How unprofessional is that?
As former States Services Commissioner Mark Prebble told Kathryn Ryan:
“Public servants have to implement the policies of the government of the day
Many people come to government to try to support a good cause. They don’t realise the one who has to determine which good cause is to be supported is the democratically minister of the day. . . .
A key part of the role of senior public servants is to explain to them well it is the minister who has to take the heat in public about that and the public servant really isn’t just employed to follow their own interests and if they want to follow their interests they can go and work in the private sector like anyone else. . .
. . . No public servant should be zealous about the particular cause they’re interested in. They should be zealous about democracy and respecting the law. . .”
The public service must be apolitical. . .

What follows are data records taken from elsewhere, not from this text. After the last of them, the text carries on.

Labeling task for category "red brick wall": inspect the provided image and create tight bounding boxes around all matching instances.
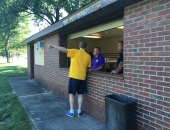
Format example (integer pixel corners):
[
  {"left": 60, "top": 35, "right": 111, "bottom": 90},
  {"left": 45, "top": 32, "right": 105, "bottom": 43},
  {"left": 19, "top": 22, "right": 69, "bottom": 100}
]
[
  {"left": 124, "top": 0, "right": 170, "bottom": 129},
  {"left": 28, "top": 0, "right": 170, "bottom": 129},
  {"left": 33, "top": 34, "right": 69, "bottom": 100}
]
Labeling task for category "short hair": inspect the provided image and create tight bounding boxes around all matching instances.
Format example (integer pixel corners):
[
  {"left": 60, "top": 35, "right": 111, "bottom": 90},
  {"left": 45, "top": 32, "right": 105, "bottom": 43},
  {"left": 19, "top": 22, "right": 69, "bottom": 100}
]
[
  {"left": 118, "top": 41, "right": 123, "bottom": 46},
  {"left": 79, "top": 41, "right": 87, "bottom": 48},
  {"left": 95, "top": 47, "right": 101, "bottom": 52}
]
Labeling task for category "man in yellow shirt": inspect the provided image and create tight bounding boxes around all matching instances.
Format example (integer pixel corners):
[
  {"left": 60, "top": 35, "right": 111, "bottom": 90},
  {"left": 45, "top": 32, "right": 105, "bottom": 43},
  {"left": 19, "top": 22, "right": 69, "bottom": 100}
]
[{"left": 48, "top": 41, "right": 91, "bottom": 117}]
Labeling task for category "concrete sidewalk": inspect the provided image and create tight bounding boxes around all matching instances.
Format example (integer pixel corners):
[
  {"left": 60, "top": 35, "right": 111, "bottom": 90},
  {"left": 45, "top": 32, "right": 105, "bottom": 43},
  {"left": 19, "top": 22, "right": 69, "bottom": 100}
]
[{"left": 8, "top": 76, "right": 105, "bottom": 130}]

The people who visited the school were paid from the public purse to help implement government policy but instead were doing their best to sabotage it.
If it happened at one school, how many others also found the people sent to help were advancing their own cause rather than giving the professional development the teachers sought and how often does this happen with other policies?
We’ve spent this week with a group of farmers. Each time tenure review was raised the glacial pace at which it proceeds was criticised.
You could be excused for wondering if this is a deliberate policy on the part of some of the public servants involved in the hope that they can delay the process until the government changes.